The crisis in A & E, with the number waiting over 4 hours at its highest for a decade, has been exacerbated by the current problems with access to GPs. The lack of GP access was even highlighted as a key reason for the pressures on A & Es by the Government’s own review of emergency care. Yet, the Government continues to put pressure on GPs and fails to address any of these issues in the Queen’s Speech.

In a recent survey by the Patients Association, 60% of people said they waited longer than 48 hours to see a GP. Over a quarter of the public say that last time they tried to book a GP appointment, they couldn’t get one in the same week and nearly three quarters of GPs say waiting times for appointments are only going to get worse.

The previous Labour Government had transformed GP access through a combination of investment and reform. By 2010, the vast majority of patients could get a GP appointment within 48 hours.

However, the Prime Minister has made it harder to see your GP: he scrapped Labour’s guarantee of a GP appointment in 48 hours as the Tory-led Government deemed this “no longer a priority” and cut funding for Labour’s GP extended opening hours scheme.

While the Government allow the current untenable situation to worsen, Labour have made commitments to guarantee access to GPs within 48 hours.

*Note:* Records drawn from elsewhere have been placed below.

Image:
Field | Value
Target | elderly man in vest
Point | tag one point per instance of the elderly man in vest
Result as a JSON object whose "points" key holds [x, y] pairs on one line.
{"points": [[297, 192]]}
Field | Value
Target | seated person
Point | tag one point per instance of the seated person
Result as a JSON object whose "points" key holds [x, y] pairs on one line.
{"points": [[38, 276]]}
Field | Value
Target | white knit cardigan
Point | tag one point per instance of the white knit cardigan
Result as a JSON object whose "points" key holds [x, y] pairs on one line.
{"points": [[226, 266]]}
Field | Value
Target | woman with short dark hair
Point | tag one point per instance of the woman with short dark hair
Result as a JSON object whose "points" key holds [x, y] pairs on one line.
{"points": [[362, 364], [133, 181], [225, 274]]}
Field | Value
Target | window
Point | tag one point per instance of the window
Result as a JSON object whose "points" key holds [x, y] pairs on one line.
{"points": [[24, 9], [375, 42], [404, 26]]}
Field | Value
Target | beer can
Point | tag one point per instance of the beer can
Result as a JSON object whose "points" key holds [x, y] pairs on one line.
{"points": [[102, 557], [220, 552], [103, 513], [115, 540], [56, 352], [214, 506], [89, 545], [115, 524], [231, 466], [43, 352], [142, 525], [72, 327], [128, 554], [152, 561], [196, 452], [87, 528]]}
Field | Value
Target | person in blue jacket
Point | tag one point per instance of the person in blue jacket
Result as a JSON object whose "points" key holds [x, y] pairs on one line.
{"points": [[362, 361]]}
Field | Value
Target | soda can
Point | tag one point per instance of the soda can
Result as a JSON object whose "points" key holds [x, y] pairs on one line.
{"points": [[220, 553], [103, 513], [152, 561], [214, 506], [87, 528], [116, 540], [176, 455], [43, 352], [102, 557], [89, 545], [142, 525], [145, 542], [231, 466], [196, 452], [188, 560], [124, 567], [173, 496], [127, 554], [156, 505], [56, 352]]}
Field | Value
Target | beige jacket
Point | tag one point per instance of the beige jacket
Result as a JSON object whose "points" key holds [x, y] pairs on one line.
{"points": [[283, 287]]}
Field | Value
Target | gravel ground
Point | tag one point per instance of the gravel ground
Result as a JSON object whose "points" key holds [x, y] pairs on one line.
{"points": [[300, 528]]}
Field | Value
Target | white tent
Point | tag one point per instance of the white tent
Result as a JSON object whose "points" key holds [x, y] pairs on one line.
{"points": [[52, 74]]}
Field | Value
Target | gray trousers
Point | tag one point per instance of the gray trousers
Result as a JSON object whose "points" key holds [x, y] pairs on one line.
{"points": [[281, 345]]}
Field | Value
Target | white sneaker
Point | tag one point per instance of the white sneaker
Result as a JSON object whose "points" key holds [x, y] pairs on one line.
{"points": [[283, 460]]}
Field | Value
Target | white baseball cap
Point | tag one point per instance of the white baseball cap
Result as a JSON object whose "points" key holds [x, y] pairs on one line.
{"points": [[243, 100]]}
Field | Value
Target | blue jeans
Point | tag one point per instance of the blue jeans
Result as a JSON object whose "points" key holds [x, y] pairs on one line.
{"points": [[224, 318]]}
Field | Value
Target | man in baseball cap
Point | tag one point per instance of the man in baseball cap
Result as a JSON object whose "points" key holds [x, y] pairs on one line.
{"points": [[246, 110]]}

It is also clear that the Government has made short-term, politically motivated decisions concerning the NHS’ future. My constituency, Ealing Southall, has the second highest rate of TB in the country. To beat the disease we need two things: high quality services which I’m proud to say we have, and to go into the community and actively seek people who are ill. This doesn’t cost a lot, and if we invest in the short-term we will save significant sums of money through reduced cases in the long-term.

So, whilst I welcome Public Health England’s efforts to develop their Collaborative TB Strategy for England, it is critical that it comes with additional investment to make sure that we reduce rates of TB as quickly as possible, thus saving money, not to mention lives and human suffering. We need a long-term view to funding health in this country.

The Government’s silence in the Queen’s Speech and on the issue generally prove that they cannot be trusted with the NHS. Their disastrous reorganisation and poorly thought through legislation such as Clause 119, which will enable the Secretary of State to close more A&Es and hospitals in areas where they are necessary to the health of local patients, are clearly damaging the quality of the service of patients across the country. This Tory-led Government clearly cannot be trusted with the NHS.